Three Tips For Business Networking Events For Entrepreneurs

When you’re used to working as part of a team and in an office, it can be pretty lonely when you first set out in becoming an entrepreneur. So when I started my first business, I was keen to get out into the world of entrepreneurs and make some valuable connections!

If like me, you’ve left  a successful and professional career, whilst family and friends are supportive, they can also be concerned about how quickly you can get your business up and running so you can pay your bills. The fear of others who care about us is disheartening in our plight of creating a successful business for freedom we crave.

Initially, finding entrepreneurial network meetings was like a breath of fresh air. Finding new friends who become like new colleagues you get to choose rather than be just stuck with, plus collaborators and people who totally understand your mission for success on your terms. Networking felt like a much needed lifeline for me, I was not alone in risking everything for the freedom I needed.

But as my coaching business began to take off, I found the free events I had been attending become difficult to attend due to my busy diary full of coaching appointments. When I did make the time to attend, the event then had the opposite effect I desired. Those who were there were often talking about the feast to famine cycle as an entrepreneur or the fact there was not enough clients or money. I was no longer aligned with the conversations going on and they were in fact dampening my mindset rather than enhancing it. It suddenly became counter-productive.

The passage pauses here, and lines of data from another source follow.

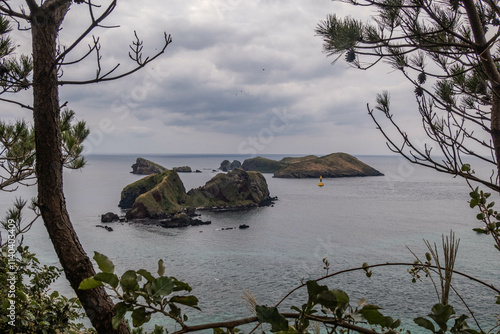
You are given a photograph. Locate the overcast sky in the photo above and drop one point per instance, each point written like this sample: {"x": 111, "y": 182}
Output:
{"x": 244, "y": 77}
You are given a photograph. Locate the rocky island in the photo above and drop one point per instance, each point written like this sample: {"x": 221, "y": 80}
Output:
{"x": 146, "y": 167}
{"x": 311, "y": 166}
{"x": 163, "y": 196}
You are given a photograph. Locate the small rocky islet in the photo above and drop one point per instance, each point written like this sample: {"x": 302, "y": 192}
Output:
{"x": 160, "y": 198}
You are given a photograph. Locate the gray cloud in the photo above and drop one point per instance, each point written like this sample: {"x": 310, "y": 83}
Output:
{"x": 233, "y": 68}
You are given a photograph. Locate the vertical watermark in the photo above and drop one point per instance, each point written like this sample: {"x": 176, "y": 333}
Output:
{"x": 12, "y": 271}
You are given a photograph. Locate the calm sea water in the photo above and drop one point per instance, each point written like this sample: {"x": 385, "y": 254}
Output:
{"x": 349, "y": 221}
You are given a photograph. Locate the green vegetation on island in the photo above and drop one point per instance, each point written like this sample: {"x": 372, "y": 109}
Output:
{"x": 311, "y": 166}
{"x": 145, "y": 167}
{"x": 162, "y": 195}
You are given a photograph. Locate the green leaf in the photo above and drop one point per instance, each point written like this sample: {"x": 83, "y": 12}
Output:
{"x": 146, "y": 274}
{"x": 314, "y": 289}
{"x": 128, "y": 281}
{"x": 475, "y": 194}
{"x": 89, "y": 283}
{"x": 426, "y": 323}
{"x": 104, "y": 263}
{"x": 181, "y": 286}
{"x": 140, "y": 316}
{"x": 191, "y": 301}
{"x": 111, "y": 279}
{"x": 162, "y": 286}
{"x": 161, "y": 268}
{"x": 473, "y": 203}
{"x": 121, "y": 309}
{"x": 441, "y": 314}
{"x": 271, "y": 316}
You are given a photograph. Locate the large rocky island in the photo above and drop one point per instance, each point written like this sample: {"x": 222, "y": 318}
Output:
{"x": 162, "y": 195}
{"x": 311, "y": 166}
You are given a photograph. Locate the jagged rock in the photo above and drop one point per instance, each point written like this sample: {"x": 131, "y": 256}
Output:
{"x": 134, "y": 190}
{"x": 332, "y": 165}
{"x": 182, "y": 220}
{"x": 262, "y": 165}
{"x": 237, "y": 188}
{"x": 227, "y": 166}
{"x": 166, "y": 194}
{"x": 109, "y": 217}
{"x": 183, "y": 169}
{"x": 146, "y": 167}
{"x": 235, "y": 164}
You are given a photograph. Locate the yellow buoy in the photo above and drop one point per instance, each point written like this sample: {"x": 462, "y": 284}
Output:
{"x": 321, "y": 181}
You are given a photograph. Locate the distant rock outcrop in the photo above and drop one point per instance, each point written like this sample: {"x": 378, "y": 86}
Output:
{"x": 236, "y": 189}
{"x": 165, "y": 195}
{"x": 162, "y": 195}
{"x": 262, "y": 165}
{"x": 183, "y": 169}
{"x": 145, "y": 167}
{"x": 133, "y": 190}
{"x": 332, "y": 165}
{"x": 227, "y": 166}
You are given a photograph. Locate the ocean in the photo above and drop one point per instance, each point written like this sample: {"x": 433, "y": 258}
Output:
{"x": 349, "y": 221}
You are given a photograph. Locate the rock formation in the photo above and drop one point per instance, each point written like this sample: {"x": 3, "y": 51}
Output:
{"x": 262, "y": 165}
{"x": 133, "y": 190}
{"x": 165, "y": 197}
{"x": 227, "y": 166}
{"x": 145, "y": 167}
{"x": 183, "y": 169}
{"x": 332, "y": 165}
{"x": 236, "y": 189}
{"x": 162, "y": 195}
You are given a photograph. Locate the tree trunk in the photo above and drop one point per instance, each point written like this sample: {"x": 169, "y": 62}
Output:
{"x": 76, "y": 264}
{"x": 490, "y": 70}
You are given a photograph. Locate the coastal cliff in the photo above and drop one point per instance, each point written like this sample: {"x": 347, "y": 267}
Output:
{"x": 237, "y": 188}
{"x": 145, "y": 167}
{"x": 162, "y": 195}
{"x": 311, "y": 166}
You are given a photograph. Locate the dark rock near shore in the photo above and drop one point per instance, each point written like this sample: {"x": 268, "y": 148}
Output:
{"x": 181, "y": 220}
{"x": 109, "y": 217}
{"x": 227, "y": 166}
{"x": 183, "y": 169}
{"x": 145, "y": 167}
{"x": 161, "y": 195}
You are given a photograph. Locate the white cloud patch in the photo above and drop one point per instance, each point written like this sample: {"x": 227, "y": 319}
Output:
{"x": 232, "y": 65}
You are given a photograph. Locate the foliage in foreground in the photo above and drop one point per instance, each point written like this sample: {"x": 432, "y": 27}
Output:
{"x": 27, "y": 304}
{"x": 142, "y": 294}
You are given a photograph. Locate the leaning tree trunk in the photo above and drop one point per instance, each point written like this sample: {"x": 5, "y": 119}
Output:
{"x": 490, "y": 70}
{"x": 75, "y": 262}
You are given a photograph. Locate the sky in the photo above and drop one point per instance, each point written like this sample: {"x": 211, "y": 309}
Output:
{"x": 240, "y": 77}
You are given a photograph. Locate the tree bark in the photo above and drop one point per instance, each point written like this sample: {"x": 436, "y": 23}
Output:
{"x": 45, "y": 22}
{"x": 490, "y": 70}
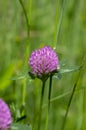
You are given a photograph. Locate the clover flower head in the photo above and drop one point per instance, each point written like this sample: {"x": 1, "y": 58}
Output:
{"x": 5, "y": 116}
{"x": 43, "y": 61}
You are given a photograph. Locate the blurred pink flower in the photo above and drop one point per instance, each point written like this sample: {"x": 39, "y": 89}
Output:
{"x": 5, "y": 116}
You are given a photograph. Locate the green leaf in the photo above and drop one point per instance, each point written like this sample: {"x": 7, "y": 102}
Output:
{"x": 17, "y": 126}
{"x": 69, "y": 69}
{"x": 4, "y": 79}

At a business event I paid to go to, I heard one man sighing before complaining to the person who had introduced himself to him as a business coach that ‘there was just too many business coaches out there’. Immediately that was not a conversation I wanted or needed to have, neither was it something I felt to be true as my business was going from strength to strength. I wasn’t there in a desperate need to ‘get’ clients but simply to spend time with likeminded people and build relationships as I did.

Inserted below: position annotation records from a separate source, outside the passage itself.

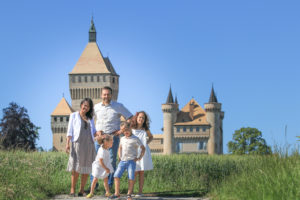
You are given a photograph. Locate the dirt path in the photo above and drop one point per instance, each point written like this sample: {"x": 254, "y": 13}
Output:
{"x": 60, "y": 197}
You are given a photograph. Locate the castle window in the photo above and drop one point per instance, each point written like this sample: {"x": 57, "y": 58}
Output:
{"x": 204, "y": 145}
{"x": 179, "y": 147}
{"x": 200, "y": 145}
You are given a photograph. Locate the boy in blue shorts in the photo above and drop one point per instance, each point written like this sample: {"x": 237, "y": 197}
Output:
{"x": 128, "y": 155}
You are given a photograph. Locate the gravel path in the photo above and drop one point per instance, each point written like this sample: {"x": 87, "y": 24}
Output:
{"x": 60, "y": 197}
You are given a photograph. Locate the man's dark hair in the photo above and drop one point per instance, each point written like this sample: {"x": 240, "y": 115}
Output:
{"x": 90, "y": 113}
{"x": 107, "y": 88}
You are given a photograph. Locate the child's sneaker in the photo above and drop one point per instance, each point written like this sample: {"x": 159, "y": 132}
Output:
{"x": 90, "y": 195}
{"x": 138, "y": 195}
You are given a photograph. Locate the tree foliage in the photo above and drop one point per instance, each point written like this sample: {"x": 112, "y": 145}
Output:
{"x": 248, "y": 141}
{"x": 16, "y": 129}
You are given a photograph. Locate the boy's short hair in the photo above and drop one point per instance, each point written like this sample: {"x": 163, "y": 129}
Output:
{"x": 106, "y": 138}
{"x": 126, "y": 125}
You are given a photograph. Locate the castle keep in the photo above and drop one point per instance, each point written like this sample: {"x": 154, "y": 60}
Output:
{"x": 91, "y": 73}
{"x": 189, "y": 130}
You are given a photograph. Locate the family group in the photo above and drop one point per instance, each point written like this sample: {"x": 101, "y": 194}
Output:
{"x": 93, "y": 148}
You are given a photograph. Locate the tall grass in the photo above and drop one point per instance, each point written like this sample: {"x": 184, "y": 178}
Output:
{"x": 41, "y": 175}
{"x": 264, "y": 177}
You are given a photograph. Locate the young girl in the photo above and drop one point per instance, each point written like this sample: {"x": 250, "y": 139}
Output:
{"x": 140, "y": 128}
{"x": 102, "y": 165}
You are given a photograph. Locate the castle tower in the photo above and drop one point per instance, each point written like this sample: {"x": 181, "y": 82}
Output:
{"x": 59, "y": 124}
{"x": 91, "y": 73}
{"x": 170, "y": 110}
{"x": 214, "y": 116}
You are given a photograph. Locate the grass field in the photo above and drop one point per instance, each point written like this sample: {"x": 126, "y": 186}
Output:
{"x": 41, "y": 175}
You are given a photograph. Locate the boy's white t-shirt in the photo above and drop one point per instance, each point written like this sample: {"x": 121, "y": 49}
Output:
{"x": 97, "y": 170}
{"x": 130, "y": 147}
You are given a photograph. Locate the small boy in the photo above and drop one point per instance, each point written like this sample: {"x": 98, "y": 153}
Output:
{"x": 128, "y": 152}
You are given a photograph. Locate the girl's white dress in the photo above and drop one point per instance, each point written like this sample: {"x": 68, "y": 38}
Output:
{"x": 146, "y": 162}
{"x": 97, "y": 170}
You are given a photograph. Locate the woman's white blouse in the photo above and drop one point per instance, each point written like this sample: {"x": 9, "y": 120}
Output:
{"x": 75, "y": 125}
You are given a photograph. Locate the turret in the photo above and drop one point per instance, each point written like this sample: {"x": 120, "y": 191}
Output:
{"x": 91, "y": 73}
{"x": 92, "y": 32}
{"x": 214, "y": 117}
{"x": 170, "y": 110}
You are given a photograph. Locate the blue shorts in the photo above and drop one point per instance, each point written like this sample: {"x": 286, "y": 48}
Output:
{"x": 123, "y": 165}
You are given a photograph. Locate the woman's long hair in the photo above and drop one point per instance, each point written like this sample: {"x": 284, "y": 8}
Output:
{"x": 146, "y": 124}
{"x": 90, "y": 113}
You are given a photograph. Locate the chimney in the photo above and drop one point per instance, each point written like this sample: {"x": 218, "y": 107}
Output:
{"x": 192, "y": 106}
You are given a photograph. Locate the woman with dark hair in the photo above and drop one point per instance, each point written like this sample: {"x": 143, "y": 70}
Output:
{"x": 140, "y": 125}
{"x": 81, "y": 132}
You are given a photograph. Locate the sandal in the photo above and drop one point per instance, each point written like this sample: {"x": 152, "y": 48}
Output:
{"x": 90, "y": 195}
{"x": 71, "y": 195}
{"x": 80, "y": 194}
{"x": 114, "y": 197}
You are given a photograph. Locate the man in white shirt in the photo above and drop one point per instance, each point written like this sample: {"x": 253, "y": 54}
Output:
{"x": 108, "y": 115}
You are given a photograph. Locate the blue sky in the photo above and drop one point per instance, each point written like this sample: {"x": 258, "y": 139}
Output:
{"x": 249, "y": 50}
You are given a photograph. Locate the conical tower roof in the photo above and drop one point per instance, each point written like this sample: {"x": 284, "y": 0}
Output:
{"x": 213, "y": 98}
{"x": 91, "y": 60}
{"x": 63, "y": 108}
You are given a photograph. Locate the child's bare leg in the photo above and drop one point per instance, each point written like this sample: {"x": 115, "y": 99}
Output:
{"x": 106, "y": 187}
{"x": 135, "y": 175}
{"x": 117, "y": 186}
{"x": 95, "y": 180}
{"x": 141, "y": 181}
{"x": 83, "y": 182}
{"x": 130, "y": 186}
{"x": 74, "y": 179}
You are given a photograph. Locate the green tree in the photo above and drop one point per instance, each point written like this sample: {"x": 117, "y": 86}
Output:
{"x": 16, "y": 129}
{"x": 248, "y": 141}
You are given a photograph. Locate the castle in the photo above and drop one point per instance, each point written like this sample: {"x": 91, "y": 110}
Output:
{"x": 189, "y": 130}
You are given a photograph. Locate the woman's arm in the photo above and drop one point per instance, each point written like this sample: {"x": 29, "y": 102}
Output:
{"x": 69, "y": 133}
{"x": 120, "y": 152}
{"x": 142, "y": 153}
{"x": 68, "y": 144}
{"x": 150, "y": 136}
{"x": 103, "y": 165}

So what is the real value of networking if it’s not to ‘get’ clients or new work? Well that depends.
Firstly, set your intention before attending an event. Why are you going? What is your purpose?

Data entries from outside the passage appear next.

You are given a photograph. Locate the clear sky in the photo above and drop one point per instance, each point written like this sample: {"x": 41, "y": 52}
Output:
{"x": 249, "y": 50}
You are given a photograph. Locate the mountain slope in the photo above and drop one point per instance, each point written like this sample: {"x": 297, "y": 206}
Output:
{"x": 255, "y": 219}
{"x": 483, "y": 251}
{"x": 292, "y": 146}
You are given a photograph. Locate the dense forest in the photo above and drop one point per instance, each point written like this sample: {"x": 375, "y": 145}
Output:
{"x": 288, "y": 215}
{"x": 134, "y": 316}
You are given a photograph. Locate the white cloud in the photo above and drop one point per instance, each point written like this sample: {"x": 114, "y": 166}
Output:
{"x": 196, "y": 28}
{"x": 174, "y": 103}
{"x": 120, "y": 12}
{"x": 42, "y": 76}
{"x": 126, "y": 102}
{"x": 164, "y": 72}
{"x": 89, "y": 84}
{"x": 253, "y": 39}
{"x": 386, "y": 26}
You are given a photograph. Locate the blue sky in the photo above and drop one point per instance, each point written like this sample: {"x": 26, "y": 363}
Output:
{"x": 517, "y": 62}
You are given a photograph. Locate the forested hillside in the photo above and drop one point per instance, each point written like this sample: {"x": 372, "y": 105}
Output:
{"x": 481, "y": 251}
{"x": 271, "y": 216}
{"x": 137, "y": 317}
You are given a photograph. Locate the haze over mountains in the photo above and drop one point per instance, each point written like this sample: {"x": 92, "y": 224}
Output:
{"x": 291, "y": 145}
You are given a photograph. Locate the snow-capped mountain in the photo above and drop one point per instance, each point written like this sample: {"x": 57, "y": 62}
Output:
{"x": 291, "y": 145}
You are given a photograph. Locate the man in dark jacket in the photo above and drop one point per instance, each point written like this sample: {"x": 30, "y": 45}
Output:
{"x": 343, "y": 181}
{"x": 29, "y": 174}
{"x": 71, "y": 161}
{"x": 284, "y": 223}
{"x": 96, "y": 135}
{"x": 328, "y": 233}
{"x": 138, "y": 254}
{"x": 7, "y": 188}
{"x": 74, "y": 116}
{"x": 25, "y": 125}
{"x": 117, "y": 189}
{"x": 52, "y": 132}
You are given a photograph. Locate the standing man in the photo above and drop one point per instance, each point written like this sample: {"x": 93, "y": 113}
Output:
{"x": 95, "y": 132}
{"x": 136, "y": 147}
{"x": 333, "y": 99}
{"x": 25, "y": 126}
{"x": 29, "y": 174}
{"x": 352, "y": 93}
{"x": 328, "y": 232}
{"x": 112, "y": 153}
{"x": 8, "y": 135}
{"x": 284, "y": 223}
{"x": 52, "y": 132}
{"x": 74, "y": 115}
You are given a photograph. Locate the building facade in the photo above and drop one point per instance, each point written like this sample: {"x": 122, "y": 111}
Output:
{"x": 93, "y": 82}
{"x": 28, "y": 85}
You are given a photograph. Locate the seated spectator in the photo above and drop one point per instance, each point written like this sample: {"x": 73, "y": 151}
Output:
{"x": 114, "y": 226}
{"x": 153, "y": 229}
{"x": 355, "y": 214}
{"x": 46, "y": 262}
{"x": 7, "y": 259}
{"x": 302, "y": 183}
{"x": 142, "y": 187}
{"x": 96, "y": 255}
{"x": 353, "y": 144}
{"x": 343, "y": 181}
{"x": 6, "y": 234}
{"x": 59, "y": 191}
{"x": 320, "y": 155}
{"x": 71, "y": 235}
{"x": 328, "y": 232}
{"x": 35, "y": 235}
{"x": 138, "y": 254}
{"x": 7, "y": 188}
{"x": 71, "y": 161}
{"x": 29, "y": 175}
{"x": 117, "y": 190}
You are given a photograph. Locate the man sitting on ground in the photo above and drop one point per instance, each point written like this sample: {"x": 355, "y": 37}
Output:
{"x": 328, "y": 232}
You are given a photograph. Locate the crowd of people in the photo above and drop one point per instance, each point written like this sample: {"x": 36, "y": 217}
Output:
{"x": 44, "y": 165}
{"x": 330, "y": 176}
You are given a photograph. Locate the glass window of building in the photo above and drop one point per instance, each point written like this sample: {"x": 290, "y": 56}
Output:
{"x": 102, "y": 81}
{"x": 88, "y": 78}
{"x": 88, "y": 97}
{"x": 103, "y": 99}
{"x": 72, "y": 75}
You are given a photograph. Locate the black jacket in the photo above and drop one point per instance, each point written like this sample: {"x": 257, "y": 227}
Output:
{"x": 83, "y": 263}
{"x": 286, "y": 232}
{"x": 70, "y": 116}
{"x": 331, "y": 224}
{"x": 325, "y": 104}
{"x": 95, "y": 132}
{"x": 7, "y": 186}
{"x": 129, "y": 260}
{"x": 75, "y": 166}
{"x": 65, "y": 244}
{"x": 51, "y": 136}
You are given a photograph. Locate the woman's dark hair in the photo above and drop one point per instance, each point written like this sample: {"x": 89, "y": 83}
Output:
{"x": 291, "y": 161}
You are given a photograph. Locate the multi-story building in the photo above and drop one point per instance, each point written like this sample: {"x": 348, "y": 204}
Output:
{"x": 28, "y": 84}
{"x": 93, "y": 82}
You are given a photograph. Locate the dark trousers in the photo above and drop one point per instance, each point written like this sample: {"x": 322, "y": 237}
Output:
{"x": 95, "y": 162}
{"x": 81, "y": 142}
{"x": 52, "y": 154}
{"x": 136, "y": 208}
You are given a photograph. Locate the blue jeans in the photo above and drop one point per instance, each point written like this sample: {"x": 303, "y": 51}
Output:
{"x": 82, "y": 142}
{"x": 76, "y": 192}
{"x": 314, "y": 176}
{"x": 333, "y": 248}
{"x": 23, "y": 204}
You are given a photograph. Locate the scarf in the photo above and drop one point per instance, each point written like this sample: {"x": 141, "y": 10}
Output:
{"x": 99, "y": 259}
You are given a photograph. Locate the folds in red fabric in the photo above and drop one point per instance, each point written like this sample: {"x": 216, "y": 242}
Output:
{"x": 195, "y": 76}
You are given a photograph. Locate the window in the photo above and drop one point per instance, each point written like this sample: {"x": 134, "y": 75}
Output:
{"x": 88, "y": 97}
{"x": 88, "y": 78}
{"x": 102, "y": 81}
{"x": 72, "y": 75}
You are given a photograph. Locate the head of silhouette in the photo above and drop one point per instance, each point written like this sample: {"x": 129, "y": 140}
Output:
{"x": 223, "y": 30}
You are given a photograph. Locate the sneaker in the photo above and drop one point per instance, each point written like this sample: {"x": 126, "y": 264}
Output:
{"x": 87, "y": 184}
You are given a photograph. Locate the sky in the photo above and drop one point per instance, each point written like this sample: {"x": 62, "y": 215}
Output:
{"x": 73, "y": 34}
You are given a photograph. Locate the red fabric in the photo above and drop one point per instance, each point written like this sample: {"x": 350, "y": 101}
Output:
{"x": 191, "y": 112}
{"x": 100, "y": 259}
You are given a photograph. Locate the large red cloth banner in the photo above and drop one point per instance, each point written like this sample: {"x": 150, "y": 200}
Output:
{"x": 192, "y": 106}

An intention to ‘get’ clients often creates a needy and desperate energy around you. But an intention to build relationships and to meet like minded people as well having some fun along the way is a totally different ball game.

Secondly, I also set an intention to listen to other people far more than ‘pitching’ myself or my business. If I have to pitch, I talk about my story and me far more than what I am selling.

I am there to build relationships and get to know people. So be open and simply intend to connect with people, to really find out about them. By doing this I have also made a great many friends from networking.

Thirdly, find your tribe. Be wise in attending networking events with people who are on a similar level to you. Free networking events are great when you are starting out but may not feel so great when you are rocking it at a different level. That is a great time to think about attending paid events to find a different vibration of people and entrepreneurs. Remember paid events are also a tax deductible expense!